I would love to be able to program this device myself, instead of relying on Samsung's firmware. BTW, what's the point of AES encryption on this pre-p0wned device? More security theatre? http://hothardware.com/reviews/samsung-portable-ssd-t1-review Samsung Portable SSD T1 Review: Blazing Fast External Storage Utilizing Samsung's proprietary 3D Vertical NAND (V-NAND) technology and a SuperSpeed USB 3.0 interface, the Portable SSD T1 redlines at up to 450MB/s when reading or writing data sequentially, according to Samsung. For random read and write activities, Samsung rates the drive at up to 8,000 IOPS and 21,000 IOPS, respectively.

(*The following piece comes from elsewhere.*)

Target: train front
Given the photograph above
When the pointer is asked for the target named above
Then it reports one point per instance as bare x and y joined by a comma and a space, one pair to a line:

Capacity 1TB (250GB and 500GB also available) Interface Compatible with USB 3.0, 2.0 Dimensions (W x H x D) 71.0 x 9.2 x 53.2 mm Weight Max. 30 grams Transfer Speed Up to 450MB/sec UASP Mode UASP Mode Encryption AES 256-bit Security Password setting (optional) Certification CE, BSMI,KC, VCC, C-tick, FCC, IC, UL, TUV, CB RoHS Compliance RoHS2 Warranty Limited 3 year Price$569 (street) - Find It At Amazon
-------- In message <E1YOTjj-0004uI-59 at elasmtp-mealy.atl.sa.earthlink.net>, Henry Baker writes:>BTW, what's the point of AES encryption on this pre-p0wned device? >More security theatre? > >http://hothardware.com/reviews/samsung-portable-ssd-t1-reviewIt's so that you can decommision the drive without destroying it. Pulverizing electronics gets you hazardous waste under EU's ROHS/WEEE rules. Throwing away the AES key gives you run-of-the-mill electronic garbage. -- Poul-Henning Kamp | UNIX since Zilog Zeus 3.20 phk at FreeBSD.ORG | TCP/IP since RFC 956 FreeBSD committer | BSD since 4.3-tahoe Never attribute to malice what can adequately be explained by incompetence.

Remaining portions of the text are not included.